Blood Cancer in the Elderly: European Expert Forum, Rome, 19—20 March 2011

Professor Valeria (Santini University of Florence, Italy) and Professor Aristoteles Giagounidis (St. John’s Hospital, Duisburg, Germany)

Cytogenetic scoring system for MDS 

Interviewed by Peter Goodwin

PG: Thank you very much for coming here to talk about MDS because there has just been a session here and I gather there was a lot to be said, for instance the prognosis of MDS, let me ask you first about the prognosis of MDS and its dependence on cytogenetics.

AG: Cytogenetics are very important to define the prognosis of patients with myelodysplastic syndromes and there are efforts, just at this very moment, to make up a new cytogenetic scoring system that will be included in an international prognostic scoring system for MDS patients.

PG: And specifically for elderly patients, what then?

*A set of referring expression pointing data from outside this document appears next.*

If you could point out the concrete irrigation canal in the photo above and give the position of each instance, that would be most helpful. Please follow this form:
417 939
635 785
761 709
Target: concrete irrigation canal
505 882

AG: This is for all the patients but what has been shown at this meeting here is that elderly patients have more cytogenetic abnormalities than younger people. So it is more important for the elderly patients. What is being shown in this cytogenetic new scoring system is that MDS is more complex than we thought previously and that certain new subtypes of cytogenetic abnormalities will be added to what we had before.

PG: And in what way will this knowledge or those tests for those abnormalities affect your therapy decision making?

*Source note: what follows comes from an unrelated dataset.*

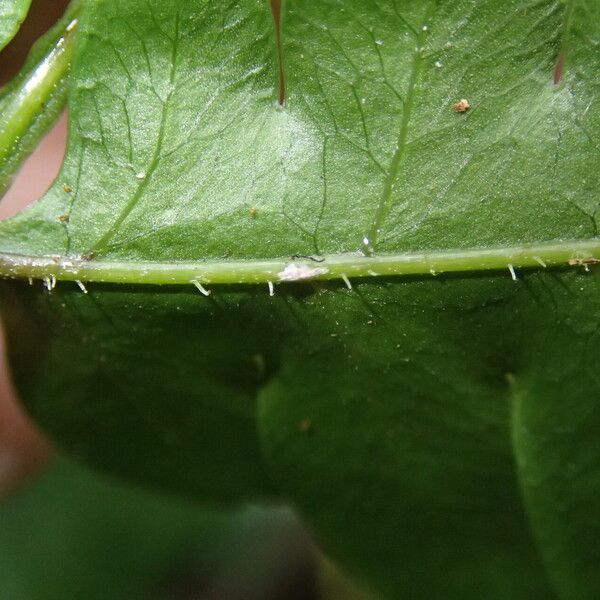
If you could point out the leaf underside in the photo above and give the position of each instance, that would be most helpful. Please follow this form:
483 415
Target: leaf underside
438 434
12 14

AG: Therapy decision making will be affected because there are some new abnormalities, like 12p abnormality, 11q abnormality and so on, that are now being said to be very good or good risk and that would not affect us if we see them to say the patient is an intermediate risk so doing poorer than we thought. But we will accept those as being relatively good abnormalities that will not affect our intensity of treatment for those patients.

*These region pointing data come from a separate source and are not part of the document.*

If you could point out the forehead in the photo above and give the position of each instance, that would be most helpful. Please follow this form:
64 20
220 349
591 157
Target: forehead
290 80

PG: And Professor Santini, can I ask you what you made of this session here in Rome about looking at MDS in elderly patients that you’ve just been attending? What things came out of it?

VS: One very interesting thing is the fact that we under-evaluate, in some way, elderly patients with MDS, although myelodysplastic syndrome is a disease affecting mainly elderly patients. We tend to treat with a supportive care or under-treat patients who are elderly, older than 75 we reckon from the different studies, but in fact the efficacy of treatment is equal for elderly patients and for younger patients.

One important thing that I really want to stress is the fact that cytogenetics is very important, as we heard and it’s very important to do this analysis in elderly patients because our decision in treating elderly patients has to be based on cytogenetics as well.

PG: And how do you define elderly patients?

VS: That’s a good question because it’s very hard to answer it in fact. Elderly patients are traditionally considered as above 70 now or 65. We actually apply a little bit too much the parameters used for a hematopoietic stem cell transplant to define an elderly person, so above 65, above 70 now.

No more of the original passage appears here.